Denn selbst unter Berücksichtigung der nach juristischen Grundsätzen zweifellos richtigen Darstellung der Zuständigkeit der Auftragsvergabe durch die Vertretungsberechtigten des Fördermittelnehmers, hier konkret der OREG, bleibt festzuhalten, dass der damalige OREG- Aufsichtsratsvorsitzende Dietrich Kübler die Handlung komplett an sich gezogen und auch selbst den Auftrag an den Geschäftsführer der von ihm favorisierten Agentur Lebensform erteilt hatte.
Ein dem Auftragnehmer von der OREG später vorgelegter schriftlicher Vertrag wurde von diesem niemals unterschrieben, vielmehr berief er sich auf den ihm von Kübler erteilten Auftrag.

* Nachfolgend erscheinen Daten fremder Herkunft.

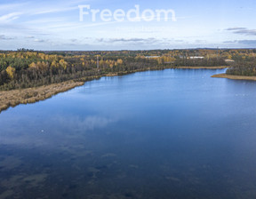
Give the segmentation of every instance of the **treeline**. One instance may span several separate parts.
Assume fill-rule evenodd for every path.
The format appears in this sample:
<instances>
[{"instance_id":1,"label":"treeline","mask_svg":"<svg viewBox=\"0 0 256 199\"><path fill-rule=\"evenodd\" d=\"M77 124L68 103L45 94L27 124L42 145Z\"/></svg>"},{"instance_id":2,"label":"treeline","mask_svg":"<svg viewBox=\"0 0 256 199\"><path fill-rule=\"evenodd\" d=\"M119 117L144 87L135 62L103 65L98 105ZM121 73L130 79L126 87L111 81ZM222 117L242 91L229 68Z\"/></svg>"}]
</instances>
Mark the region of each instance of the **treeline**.
<instances>
[{"instance_id":1,"label":"treeline","mask_svg":"<svg viewBox=\"0 0 256 199\"><path fill-rule=\"evenodd\" d=\"M254 50L53 52L19 49L17 52L0 52L0 90L40 86L108 73L125 74L136 70L176 67L227 66L225 59L233 58L236 63L245 61L246 65L234 66L228 70L228 73L253 76L254 57Z\"/></svg>"},{"instance_id":2,"label":"treeline","mask_svg":"<svg viewBox=\"0 0 256 199\"><path fill-rule=\"evenodd\" d=\"M237 61L226 72L228 75L256 76L256 59Z\"/></svg>"},{"instance_id":3,"label":"treeline","mask_svg":"<svg viewBox=\"0 0 256 199\"><path fill-rule=\"evenodd\" d=\"M111 72L152 68L157 67L157 60L132 57L97 58L16 52L0 54L0 90L12 90L102 76Z\"/></svg>"}]
</instances>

Wenn Verteidigerin Combé sicher richtig ausführt, Kübler sei Landwirt von Beruf und kein Jurist, bleibt dennoch die Frage weshalb der Landwirt in Landratsfunktion die mehrfachen schriftlichen wie mündlichen Warnungen der Juristen seines Rechtsamtes missachtete und diese Warnungen dem Entscheidungsgremium Kreisausschuss, dem er damals als Landrat kraft Amtes vorstand, verheimlichte.

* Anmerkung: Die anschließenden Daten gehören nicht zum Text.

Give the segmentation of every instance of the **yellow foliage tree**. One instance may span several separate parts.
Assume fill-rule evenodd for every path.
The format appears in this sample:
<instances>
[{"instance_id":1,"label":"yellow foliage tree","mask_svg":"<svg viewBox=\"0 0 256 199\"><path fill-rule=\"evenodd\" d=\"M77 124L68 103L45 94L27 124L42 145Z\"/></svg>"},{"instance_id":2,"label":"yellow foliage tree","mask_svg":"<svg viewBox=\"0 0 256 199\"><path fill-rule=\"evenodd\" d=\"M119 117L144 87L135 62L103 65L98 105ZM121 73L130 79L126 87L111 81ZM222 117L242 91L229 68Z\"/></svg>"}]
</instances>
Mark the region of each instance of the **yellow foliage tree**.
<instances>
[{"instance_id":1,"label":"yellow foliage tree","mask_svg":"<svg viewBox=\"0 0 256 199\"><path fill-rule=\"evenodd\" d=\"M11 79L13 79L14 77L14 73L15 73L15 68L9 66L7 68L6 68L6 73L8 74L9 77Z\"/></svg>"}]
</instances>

Die gegen den damaligen OREG-Geschäftsführer und die Abteilungsleiterin Wirtschaftsförderung der OREG ausgesprochenen Drohungen Küblers runden das Gesamtbild ab. Faktisch hatte Dietrich Kübler mit seinen „Aktivitäten“ bei der Vergabe des Auftrags für ein Standortmarketing-Konzept der OREG-Geschäftsführung deren Handlungszuständigkeit entzogen.
Mehr noch: er degradierte als Aufsichtsratsvorsitzender die eigentlich zuständigen Protagonisten zu Statisten. Wenn Verteidigerin Andrea Combé jetzt wiederholt vortrug, ihr Mandant habe „immer nach bestem Wissen und Gewissen gehandelt“, dürfte es angesichts der Fakten um Wissen und Gewissen Dietrich Küblers nicht zum Besten bestellt gewesen sein.
Jetzt allerdings könnte der Landwirt, der ausgezogen war, um sich als „Nicht-Jurist“ an der Spitze einer Kreisverwaltung zu beweisen, von einem Vorsitzenden Richter profitieren, der es nach vierjähriger Wartezeit eilig hat einen Prozess zu beenden, weil er sich um die psychische Verfassung des Angeklagten sorgt und sich ängstigt, die Corona-Pandemie könnte die Wartezeit weiter verlängern.
Der aktuell vorliegende Fall könnte durchaus ausreichend Stoff liefern für ein abendfüllendes Programm des >Königlich-bayerischen Amtsgerichts<, einer Fernsehserie früherer Tage mit komödienhaftem Charakter.